I am not convinced that silent corruption is a real problem. Maybe it is, and maybe it isn’t. But if it is, it should be fixed at the proper layer. And that layer is the hardware, and not the filesystem. And if you *still* insist that the proper layer is somewhere in the OS, why not the block layer?
Edited 2008-10-20 15:59 UTC

2008-10-20 1:38 pm
FunkyELF
When I install a dual boot system I like to have a partition for storing data, music, pictures, movies etc…that can be accessible by both OS’s. With the driver from fs-driver.org I can use an ext2 or ext3 from within Windows. Will this work with ext4?

2008-10-20 3:05 pm
ba1l
Probably not. That driver is actually for ext2 only.
The on-disk format for ext3 is basically compatible with ext2. All it really does is adds a journal, and other features like extended attributes. An ext3 driver can mount an ext2 volume, and an ext2 driver can mount an ext3 volume.

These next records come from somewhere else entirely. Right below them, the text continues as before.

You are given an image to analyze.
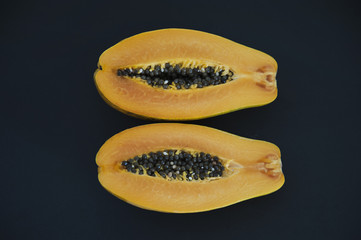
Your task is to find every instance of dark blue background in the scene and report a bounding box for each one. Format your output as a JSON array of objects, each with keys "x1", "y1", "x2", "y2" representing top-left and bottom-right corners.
[{"x1": 1, "y1": 0, "x2": 360, "y2": 239}]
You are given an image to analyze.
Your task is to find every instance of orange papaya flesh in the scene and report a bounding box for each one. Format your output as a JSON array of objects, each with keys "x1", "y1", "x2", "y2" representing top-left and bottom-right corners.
[
  {"x1": 96, "y1": 123, "x2": 284, "y2": 213},
  {"x1": 95, "y1": 28, "x2": 278, "y2": 120}
]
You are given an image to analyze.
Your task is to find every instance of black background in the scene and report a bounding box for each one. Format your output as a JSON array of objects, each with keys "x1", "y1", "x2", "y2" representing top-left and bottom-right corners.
[{"x1": 1, "y1": 0, "x2": 360, "y2": 239}]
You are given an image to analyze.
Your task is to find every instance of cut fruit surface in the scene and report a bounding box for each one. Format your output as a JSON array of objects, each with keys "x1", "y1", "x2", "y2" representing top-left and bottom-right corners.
[
  {"x1": 96, "y1": 123, "x2": 284, "y2": 213},
  {"x1": 95, "y1": 28, "x2": 278, "y2": 120}
]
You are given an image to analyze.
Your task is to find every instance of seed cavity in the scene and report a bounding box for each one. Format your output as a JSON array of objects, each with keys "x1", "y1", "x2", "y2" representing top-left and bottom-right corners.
[
  {"x1": 120, "y1": 150, "x2": 225, "y2": 181},
  {"x1": 116, "y1": 62, "x2": 234, "y2": 90}
]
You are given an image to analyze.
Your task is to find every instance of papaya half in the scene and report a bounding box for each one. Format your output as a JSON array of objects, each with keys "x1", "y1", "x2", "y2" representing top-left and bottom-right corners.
[
  {"x1": 94, "y1": 28, "x2": 278, "y2": 120},
  {"x1": 96, "y1": 123, "x2": 284, "y2": 213}
]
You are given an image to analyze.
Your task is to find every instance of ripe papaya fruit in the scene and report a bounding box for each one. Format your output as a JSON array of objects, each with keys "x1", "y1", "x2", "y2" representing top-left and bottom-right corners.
[
  {"x1": 95, "y1": 28, "x2": 278, "y2": 120},
  {"x1": 96, "y1": 123, "x2": 284, "y2": 213}
]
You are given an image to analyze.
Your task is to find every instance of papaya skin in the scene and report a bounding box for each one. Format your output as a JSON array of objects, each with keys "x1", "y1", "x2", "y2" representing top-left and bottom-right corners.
[
  {"x1": 96, "y1": 123, "x2": 284, "y2": 213},
  {"x1": 94, "y1": 29, "x2": 278, "y2": 120}
]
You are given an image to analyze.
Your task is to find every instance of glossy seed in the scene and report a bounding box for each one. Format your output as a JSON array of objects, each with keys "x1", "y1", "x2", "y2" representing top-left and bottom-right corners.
[
  {"x1": 117, "y1": 63, "x2": 233, "y2": 90},
  {"x1": 120, "y1": 149, "x2": 224, "y2": 181}
]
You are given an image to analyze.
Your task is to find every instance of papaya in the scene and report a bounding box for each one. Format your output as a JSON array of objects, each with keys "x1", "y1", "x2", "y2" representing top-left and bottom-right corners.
[
  {"x1": 94, "y1": 28, "x2": 278, "y2": 120},
  {"x1": 96, "y1": 123, "x2": 284, "y2": 213}
]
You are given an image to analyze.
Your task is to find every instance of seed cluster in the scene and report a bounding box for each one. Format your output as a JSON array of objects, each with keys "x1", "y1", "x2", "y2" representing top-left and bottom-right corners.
[
  {"x1": 117, "y1": 63, "x2": 234, "y2": 89},
  {"x1": 121, "y1": 150, "x2": 225, "y2": 181}
]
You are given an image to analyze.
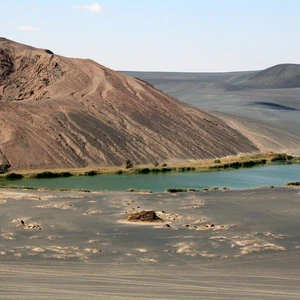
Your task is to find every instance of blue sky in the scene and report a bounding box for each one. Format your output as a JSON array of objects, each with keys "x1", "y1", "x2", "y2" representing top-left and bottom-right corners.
[{"x1": 1, "y1": 0, "x2": 300, "y2": 72}]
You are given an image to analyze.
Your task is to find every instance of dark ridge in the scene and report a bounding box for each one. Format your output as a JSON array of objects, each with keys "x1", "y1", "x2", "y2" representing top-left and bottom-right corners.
[
  {"x1": 45, "y1": 49, "x2": 54, "y2": 55},
  {"x1": 250, "y1": 102, "x2": 299, "y2": 111},
  {"x1": 134, "y1": 77, "x2": 155, "y2": 88}
]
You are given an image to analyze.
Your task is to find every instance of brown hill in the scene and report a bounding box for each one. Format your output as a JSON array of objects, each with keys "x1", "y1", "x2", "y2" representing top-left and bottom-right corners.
[{"x1": 0, "y1": 38, "x2": 258, "y2": 170}]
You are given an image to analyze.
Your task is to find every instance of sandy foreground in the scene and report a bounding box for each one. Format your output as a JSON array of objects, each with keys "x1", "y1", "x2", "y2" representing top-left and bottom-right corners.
[{"x1": 1, "y1": 187, "x2": 300, "y2": 299}]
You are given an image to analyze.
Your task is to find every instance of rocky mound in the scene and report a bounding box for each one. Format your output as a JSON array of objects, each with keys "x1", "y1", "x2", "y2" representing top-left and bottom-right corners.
[
  {"x1": 126, "y1": 210, "x2": 163, "y2": 222},
  {"x1": 0, "y1": 38, "x2": 258, "y2": 170}
]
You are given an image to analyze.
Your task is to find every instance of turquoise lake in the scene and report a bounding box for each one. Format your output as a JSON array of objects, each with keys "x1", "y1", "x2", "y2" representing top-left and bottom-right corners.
[{"x1": 0, "y1": 164, "x2": 299, "y2": 192}]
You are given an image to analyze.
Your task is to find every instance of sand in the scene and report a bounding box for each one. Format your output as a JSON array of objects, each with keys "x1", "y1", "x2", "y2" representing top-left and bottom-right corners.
[
  {"x1": 1, "y1": 187, "x2": 300, "y2": 299},
  {"x1": 124, "y1": 70, "x2": 300, "y2": 156}
]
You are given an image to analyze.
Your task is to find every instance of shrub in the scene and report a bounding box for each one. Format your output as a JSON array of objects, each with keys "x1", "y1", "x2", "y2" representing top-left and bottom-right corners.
[
  {"x1": 35, "y1": 171, "x2": 72, "y2": 179},
  {"x1": 166, "y1": 188, "x2": 188, "y2": 193},
  {"x1": 162, "y1": 163, "x2": 167, "y2": 167},
  {"x1": 286, "y1": 182, "x2": 300, "y2": 186},
  {"x1": 214, "y1": 159, "x2": 221, "y2": 164},
  {"x1": 0, "y1": 163, "x2": 10, "y2": 174},
  {"x1": 153, "y1": 161, "x2": 159, "y2": 167},
  {"x1": 125, "y1": 159, "x2": 133, "y2": 169},
  {"x1": 4, "y1": 172, "x2": 23, "y2": 179},
  {"x1": 84, "y1": 170, "x2": 97, "y2": 176},
  {"x1": 135, "y1": 168, "x2": 150, "y2": 174},
  {"x1": 229, "y1": 162, "x2": 242, "y2": 168},
  {"x1": 269, "y1": 153, "x2": 292, "y2": 162},
  {"x1": 211, "y1": 187, "x2": 219, "y2": 191}
]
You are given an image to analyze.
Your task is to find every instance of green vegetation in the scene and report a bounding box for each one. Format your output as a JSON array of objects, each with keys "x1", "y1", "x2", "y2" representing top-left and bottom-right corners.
[
  {"x1": 0, "y1": 163, "x2": 10, "y2": 174},
  {"x1": 3, "y1": 172, "x2": 24, "y2": 179},
  {"x1": 270, "y1": 153, "x2": 293, "y2": 162},
  {"x1": 84, "y1": 170, "x2": 98, "y2": 176},
  {"x1": 34, "y1": 171, "x2": 73, "y2": 179},
  {"x1": 166, "y1": 188, "x2": 188, "y2": 193},
  {"x1": 286, "y1": 182, "x2": 300, "y2": 186},
  {"x1": 125, "y1": 159, "x2": 133, "y2": 169},
  {"x1": 135, "y1": 168, "x2": 151, "y2": 174},
  {"x1": 211, "y1": 187, "x2": 219, "y2": 191},
  {"x1": 0, "y1": 152, "x2": 298, "y2": 180},
  {"x1": 126, "y1": 188, "x2": 152, "y2": 193},
  {"x1": 209, "y1": 159, "x2": 267, "y2": 170}
]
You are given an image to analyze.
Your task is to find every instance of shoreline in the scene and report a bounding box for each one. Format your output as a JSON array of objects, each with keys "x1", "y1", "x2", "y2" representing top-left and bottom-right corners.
[
  {"x1": 0, "y1": 180, "x2": 299, "y2": 194},
  {"x1": 0, "y1": 152, "x2": 299, "y2": 180}
]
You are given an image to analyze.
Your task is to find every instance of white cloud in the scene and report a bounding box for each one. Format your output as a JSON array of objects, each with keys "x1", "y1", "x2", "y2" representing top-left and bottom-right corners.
[
  {"x1": 17, "y1": 25, "x2": 40, "y2": 32},
  {"x1": 73, "y1": 2, "x2": 104, "y2": 13}
]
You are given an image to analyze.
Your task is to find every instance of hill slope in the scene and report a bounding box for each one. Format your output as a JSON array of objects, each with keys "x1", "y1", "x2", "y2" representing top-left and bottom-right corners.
[
  {"x1": 124, "y1": 68, "x2": 300, "y2": 156},
  {"x1": 246, "y1": 64, "x2": 300, "y2": 88},
  {"x1": 0, "y1": 38, "x2": 258, "y2": 170}
]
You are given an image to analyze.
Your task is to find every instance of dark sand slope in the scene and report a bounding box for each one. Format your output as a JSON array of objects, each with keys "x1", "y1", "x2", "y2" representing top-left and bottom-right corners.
[
  {"x1": 0, "y1": 38, "x2": 258, "y2": 170},
  {"x1": 246, "y1": 64, "x2": 300, "y2": 89},
  {"x1": 1, "y1": 187, "x2": 300, "y2": 299},
  {"x1": 214, "y1": 112, "x2": 300, "y2": 155},
  {"x1": 125, "y1": 66, "x2": 300, "y2": 155}
]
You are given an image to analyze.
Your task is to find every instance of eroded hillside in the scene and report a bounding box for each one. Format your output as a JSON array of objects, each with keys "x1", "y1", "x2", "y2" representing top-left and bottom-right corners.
[{"x1": 0, "y1": 38, "x2": 258, "y2": 170}]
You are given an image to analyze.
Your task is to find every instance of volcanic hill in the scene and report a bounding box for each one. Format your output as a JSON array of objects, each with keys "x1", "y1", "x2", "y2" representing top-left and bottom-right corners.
[
  {"x1": 0, "y1": 38, "x2": 258, "y2": 170},
  {"x1": 246, "y1": 63, "x2": 300, "y2": 89}
]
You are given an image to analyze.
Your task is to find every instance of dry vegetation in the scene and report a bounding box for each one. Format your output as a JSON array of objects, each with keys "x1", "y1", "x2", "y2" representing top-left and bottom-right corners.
[{"x1": 0, "y1": 152, "x2": 298, "y2": 180}]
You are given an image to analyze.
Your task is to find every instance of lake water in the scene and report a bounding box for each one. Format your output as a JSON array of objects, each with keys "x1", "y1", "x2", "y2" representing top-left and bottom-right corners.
[{"x1": 0, "y1": 164, "x2": 299, "y2": 192}]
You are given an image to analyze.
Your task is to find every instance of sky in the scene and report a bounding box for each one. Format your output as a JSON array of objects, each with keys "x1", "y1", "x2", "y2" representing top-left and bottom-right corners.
[{"x1": 1, "y1": 0, "x2": 300, "y2": 72}]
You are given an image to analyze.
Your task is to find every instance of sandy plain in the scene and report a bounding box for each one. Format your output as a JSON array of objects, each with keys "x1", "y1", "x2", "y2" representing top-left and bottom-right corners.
[
  {"x1": 124, "y1": 70, "x2": 300, "y2": 156},
  {"x1": 1, "y1": 187, "x2": 300, "y2": 299}
]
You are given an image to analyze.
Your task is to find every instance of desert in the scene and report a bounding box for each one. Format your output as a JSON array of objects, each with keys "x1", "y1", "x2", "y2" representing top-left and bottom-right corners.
[
  {"x1": 1, "y1": 186, "x2": 300, "y2": 299},
  {"x1": 1, "y1": 38, "x2": 300, "y2": 299},
  {"x1": 1, "y1": 1, "x2": 300, "y2": 299}
]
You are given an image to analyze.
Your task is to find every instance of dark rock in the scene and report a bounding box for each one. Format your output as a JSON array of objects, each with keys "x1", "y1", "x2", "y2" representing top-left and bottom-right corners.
[
  {"x1": 126, "y1": 210, "x2": 163, "y2": 222},
  {"x1": 45, "y1": 49, "x2": 54, "y2": 55}
]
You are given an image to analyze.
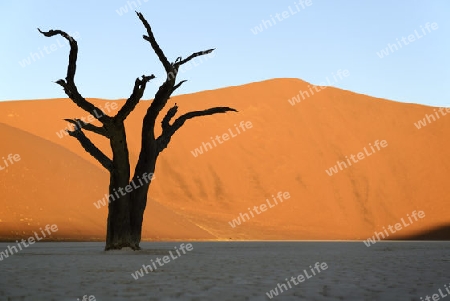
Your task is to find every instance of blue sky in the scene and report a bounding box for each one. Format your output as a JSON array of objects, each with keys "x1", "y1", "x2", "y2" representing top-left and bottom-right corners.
[{"x1": 0, "y1": 0, "x2": 448, "y2": 106}]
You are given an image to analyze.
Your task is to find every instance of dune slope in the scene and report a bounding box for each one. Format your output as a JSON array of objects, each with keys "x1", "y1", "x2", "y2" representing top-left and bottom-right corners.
[
  {"x1": 1, "y1": 78, "x2": 449, "y2": 240},
  {"x1": 0, "y1": 123, "x2": 214, "y2": 240}
]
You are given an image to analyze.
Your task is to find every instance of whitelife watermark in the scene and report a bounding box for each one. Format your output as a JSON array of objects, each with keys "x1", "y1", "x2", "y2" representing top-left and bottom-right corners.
[
  {"x1": 363, "y1": 210, "x2": 425, "y2": 246},
  {"x1": 131, "y1": 243, "x2": 193, "y2": 280},
  {"x1": 56, "y1": 102, "x2": 119, "y2": 139},
  {"x1": 266, "y1": 262, "x2": 328, "y2": 299},
  {"x1": 420, "y1": 283, "x2": 450, "y2": 301},
  {"x1": 228, "y1": 191, "x2": 290, "y2": 228},
  {"x1": 325, "y1": 140, "x2": 388, "y2": 176},
  {"x1": 0, "y1": 153, "x2": 21, "y2": 172},
  {"x1": 0, "y1": 224, "x2": 59, "y2": 261},
  {"x1": 190, "y1": 121, "x2": 253, "y2": 157},
  {"x1": 19, "y1": 31, "x2": 81, "y2": 68},
  {"x1": 115, "y1": 0, "x2": 149, "y2": 16},
  {"x1": 93, "y1": 172, "x2": 155, "y2": 209},
  {"x1": 376, "y1": 22, "x2": 439, "y2": 59},
  {"x1": 77, "y1": 296, "x2": 96, "y2": 301},
  {"x1": 414, "y1": 107, "x2": 450, "y2": 129},
  {"x1": 287, "y1": 69, "x2": 350, "y2": 106},
  {"x1": 250, "y1": 0, "x2": 313, "y2": 35}
]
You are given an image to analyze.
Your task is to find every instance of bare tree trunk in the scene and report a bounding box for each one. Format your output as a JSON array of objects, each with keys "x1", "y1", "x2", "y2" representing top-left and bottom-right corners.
[
  {"x1": 105, "y1": 125, "x2": 134, "y2": 250},
  {"x1": 105, "y1": 180, "x2": 133, "y2": 250},
  {"x1": 129, "y1": 166, "x2": 155, "y2": 246}
]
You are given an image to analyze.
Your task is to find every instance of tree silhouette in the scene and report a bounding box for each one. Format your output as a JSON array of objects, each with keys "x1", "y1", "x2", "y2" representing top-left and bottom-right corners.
[{"x1": 38, "y1": 12, "x2": 237, "y2": 250}]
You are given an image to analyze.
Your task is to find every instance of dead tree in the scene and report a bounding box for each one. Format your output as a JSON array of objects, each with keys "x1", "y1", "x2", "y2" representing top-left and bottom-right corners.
[{"x1": 38, "y1": 12, "x2": 237, "y2": 250}]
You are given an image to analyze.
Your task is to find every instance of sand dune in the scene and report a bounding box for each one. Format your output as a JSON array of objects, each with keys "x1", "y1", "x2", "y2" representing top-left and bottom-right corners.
[
  {"x1": 1, "y1": 78, "x2": 449, "y2": 241},
  {"x1": 0, "y1": 123, "x2": 214, "y2": 240}
]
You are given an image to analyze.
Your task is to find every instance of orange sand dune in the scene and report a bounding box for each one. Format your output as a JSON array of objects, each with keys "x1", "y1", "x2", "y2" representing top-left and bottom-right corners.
[
  {"x1": 0, "y1": 122, "x2": 214, "y2": 240},
  {"x1": 1, "y1": 78, "x2": 449, "y2": 241}
]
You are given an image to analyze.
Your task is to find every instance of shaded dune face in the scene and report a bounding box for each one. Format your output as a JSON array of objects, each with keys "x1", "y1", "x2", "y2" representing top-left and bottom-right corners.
[{"x1": 0, "y1": 78, "x2": 449, "y2": 241}]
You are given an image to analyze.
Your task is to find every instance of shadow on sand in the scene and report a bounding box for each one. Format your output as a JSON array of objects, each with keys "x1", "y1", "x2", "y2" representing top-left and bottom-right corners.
[{"x1": 390, "y1": 224, "x2": 450, "y2": 240}]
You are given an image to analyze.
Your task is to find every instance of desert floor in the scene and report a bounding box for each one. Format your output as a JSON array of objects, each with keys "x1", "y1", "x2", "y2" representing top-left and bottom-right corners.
[{"x1": 0, "y1": 241, "x2": 449, "y2": 300}]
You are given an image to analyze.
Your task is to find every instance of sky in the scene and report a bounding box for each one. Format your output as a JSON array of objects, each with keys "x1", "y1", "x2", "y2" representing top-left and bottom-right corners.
[{"x1": 0, "y1": 0, "x2": 449, "y2": 107}]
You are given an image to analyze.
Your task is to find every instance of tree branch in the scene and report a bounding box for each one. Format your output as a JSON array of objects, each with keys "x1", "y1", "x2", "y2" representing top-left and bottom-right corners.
[
  {"x1": 156, "y1": 105, "x2": 237, "y2": 153},
  {"x1": 136, "y1": 11, "x2": 173, "y2": 74},
  {"x1": 38, "y1": 29, "x2": 77, "y2": 80},
  {"x1": 171, "y1": 80, "x2": 187, "y2": 94},
  {"x1": 38, "y1": 28, "x2": 111, "y2": 125},
  {"x1": 67, "y1": 127, "x2": 113, "y2": 171},
  {"x1": 161, "y1": 104, "x2": 178, "y2": 131},
  {"x1": 115, "y1": 74, "x2": 156, "y2": 121},
  {"x1": 174, "y1": 49, "x2": 214, "y2": 69},
  {"x1": 64, "y1": 119, "x2": 109, "y2": 137},
  {"x1": 172, "y1": 107, "x2": 238, "y2": 131}
]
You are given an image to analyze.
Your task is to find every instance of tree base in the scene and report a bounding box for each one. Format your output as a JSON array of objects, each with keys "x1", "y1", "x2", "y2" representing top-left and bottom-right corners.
[{"x1": 104, "y1": 242, "x2": 141, "y2": 251}]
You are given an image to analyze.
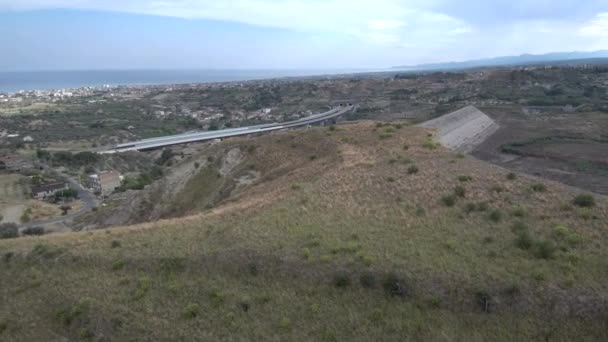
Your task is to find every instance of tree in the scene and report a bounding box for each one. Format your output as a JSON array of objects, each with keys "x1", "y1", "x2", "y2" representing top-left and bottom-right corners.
[
  {"x1": 60, "y1": 205, "x2": 72, "y2": 216},
  {"x1": 0, "y1": 223, "x2": 18, "y2": 239}
]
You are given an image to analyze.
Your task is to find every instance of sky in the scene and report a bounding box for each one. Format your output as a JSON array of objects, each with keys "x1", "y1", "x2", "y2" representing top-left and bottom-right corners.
[{"x1": 0, "y1": 0, "x2": 608, "y2": 70}]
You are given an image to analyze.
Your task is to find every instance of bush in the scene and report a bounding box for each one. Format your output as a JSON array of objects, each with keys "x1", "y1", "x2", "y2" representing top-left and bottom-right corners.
[
  {"x1": 515, "y1": 231, "x2": 534, "y2": 250},
  {"x1": 464, "y1": 202, "x2": 477, "y2": 214},
  {"x1": 382, "y1": 273, "x2": 407, "y2": 297},
  {"x1": 182, "y1": 303, "x2": 200, "y2": 319},
  {"x1": 111, "y1": 240, "x2": 121, "y2": 248},
  {"x1": 454, "y1": 186, "x2": 466, "y2": 198},
  {"x1": 506, "y1": 172, "x2": 517, "y2": 180},
  {"x1": 458, "y1": 175, "x2": 473, "y2": 182},
  {"x1": 407, "y1": 165, "x2": 419, "y2": 174},
  {"x1": 333, "y1": 272, "x2": 351, "y2": 288},
  {"x1": 476, "y1": 202, "x2": 489, "y2": 212},
  {"x1": 488, "y1": 209, "x2": 502, "y2": 222},
  {"x1": 0, "y1": 223, "x2": 18, "y2": 239},
  {"x1": 572, "y1": 194, "x2": 595, "y2": 208},
  {"x1": 21, "y1": 226, "x2": 45, "y2": 236},
  {"x1": 359, "y1": 273, "x2": 376, "y2": 289},
  {"x1": 511, "y1": 207, "x2": 526, "y2": 218},
  {"x1": 441, "y1": 194, "x2": 457, "y2": 207},
  {"x1": 475, "y1": 291, "x2": 492, "y2": 313},
  {"x1": 531, "y1": 183, "x2": 547, "y2": 192},
  {"x1": 533, "y1": 240, "x2": 556, "y2": 259}
]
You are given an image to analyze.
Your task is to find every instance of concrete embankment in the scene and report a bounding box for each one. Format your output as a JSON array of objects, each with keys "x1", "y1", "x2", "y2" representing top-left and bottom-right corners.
[{"x1": 418, "y1": 106, "x2": 499, "y2": 153}]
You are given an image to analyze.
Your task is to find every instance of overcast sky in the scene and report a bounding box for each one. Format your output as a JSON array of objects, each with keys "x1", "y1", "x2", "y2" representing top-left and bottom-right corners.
[{"x1": 1, "y1": 0, "x2": 608, "y2": 70}]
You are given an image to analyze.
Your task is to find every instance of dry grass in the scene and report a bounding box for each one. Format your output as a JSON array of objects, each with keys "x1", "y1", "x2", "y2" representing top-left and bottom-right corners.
[{"x1": 1, "y1": 122, "x2": 607, "y2": 341}]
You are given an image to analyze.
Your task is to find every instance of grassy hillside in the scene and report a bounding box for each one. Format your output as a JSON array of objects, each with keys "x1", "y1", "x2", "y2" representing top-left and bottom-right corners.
[{"x1": 1, "y1": 122, "x2": 607, "y2": 341}]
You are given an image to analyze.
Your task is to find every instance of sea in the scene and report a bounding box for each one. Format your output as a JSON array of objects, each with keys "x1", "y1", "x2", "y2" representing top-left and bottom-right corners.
[{"x1": 0, "y1": 69, "x2": 377, "y2": 93}]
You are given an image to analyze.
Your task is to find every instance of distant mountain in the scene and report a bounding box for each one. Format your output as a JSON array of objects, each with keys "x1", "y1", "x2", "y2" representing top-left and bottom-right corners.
[{"x1": 393, "y1": 50, "x2": 608, "y2": 71}]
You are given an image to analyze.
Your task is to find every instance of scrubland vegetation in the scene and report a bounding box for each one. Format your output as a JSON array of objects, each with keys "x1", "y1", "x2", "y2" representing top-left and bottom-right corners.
[{"x1": 1, "y1": 122, "x2": 606, "y2": 340}]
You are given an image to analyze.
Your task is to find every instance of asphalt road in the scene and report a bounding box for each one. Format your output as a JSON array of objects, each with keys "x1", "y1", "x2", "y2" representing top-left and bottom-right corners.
[{"x1": 101, "y1": 105, "x2": 353, "y2": 153}]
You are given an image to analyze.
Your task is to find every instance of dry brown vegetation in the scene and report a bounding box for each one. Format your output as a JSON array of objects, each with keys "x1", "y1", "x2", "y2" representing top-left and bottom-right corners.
[{"x1": 1, "y1": 122, "x2": 607, "y2": 341}]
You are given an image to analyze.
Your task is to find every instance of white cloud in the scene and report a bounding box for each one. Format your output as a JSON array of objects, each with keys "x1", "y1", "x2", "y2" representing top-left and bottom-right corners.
[
  {"x1": 367, "y1": 19, "x2": 405, "y2": 30},
  {"x1": 579, "y1": 12, "x2": 608, "y2": 36},
  {"x1": 0, "y1": 0, "x2": 471, "y2": 46}
]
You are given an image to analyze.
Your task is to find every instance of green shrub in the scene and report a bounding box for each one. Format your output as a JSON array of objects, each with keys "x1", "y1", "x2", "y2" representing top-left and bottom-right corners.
[
  {"x1": 382, "y1": 273, "x2": 406, "y2": 297},
  {"x1": 506, "y1": 172, "x2": 517, "y2": 180},
  {"x1": 407, "y1": 165, "x2": 419, "y2": 174},
  {"x1": 533, "y1": 240, "x2": 556, "y2": 259},
  {"x1": 511, "y1": 207, "x2": 526, "y2": 218},
  {"x1": 515, "y1": 231, "x2": 534, "y2": 250},
  {"x1": 112, "y1": 260, "x2": 126, "y2": 271},
  {"x1": 56, "y1": 302, "x2": 89, "y2": 326},
  {"x1": 333, "y1": 272, "x2": 351, "y2": 288},
  {"x1": 422, "y1": 140, "x2": 439, "y2": 150},
  {"x1": 572, "y1": 194, "x2": 595, "y2": 208},
  {"x1": 491, "y1": 185, "x2": 505, "y2": 193},
  {"x1": 454, "y1": 186, "x2": 466, "y2": 198},
  {"x1": 182, "y1": 304, "x2": 200, "y2": 319},
  {"x1": 488, "y1": 209, "x2": 502, "y2": 222},
  {"x1": 475, "y1": 291, "x2": 492, "y2": 313},
  {"x1": 441, "y1": 195, "x2": 457, "y2": 207},
  {"x1": 111, "y1": 240, "x2": 121, "y2": 248},
  {"x1": 458, "y1": 175, "x2": 473, "y2": 182},
  {"x1": 0, "y1": 223, "x2": 19, "y2": 239},
  {"x1": 531, "y1": 183, "x2": 547, "y2": 192},
  {"x1": 476, "y1": 202, "x2": 489, "y2": 212},
  {"x1": 21, "y1": 226, "x2": 45, "y2": 236},
  {"x1": 359, "y1": 272, "x2": 377, "y2": 289},
  {"x1": 464, "y1": 202, "x2": 477, "y2": 214},
  {"x1": 511, "y1": 221, "x2": 529, "y2": 233}
]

I believe there are filesystem options that would render an ext3 volume unreadable by an ext2 driver, but I’m not 100% sure. If there are, they’re obviously turned off by default.
The same is basically true of ext4, with one exception. Extents, which are enabled by default, change the on-disk format and render it incompatible with ext2 and ext3 drivers. If you turned those off, you should be able to read an ext4 volume with an ext2 driver. I’m not sure I’d want to risk writing to an ext4 filesystem with an ext2 driver though.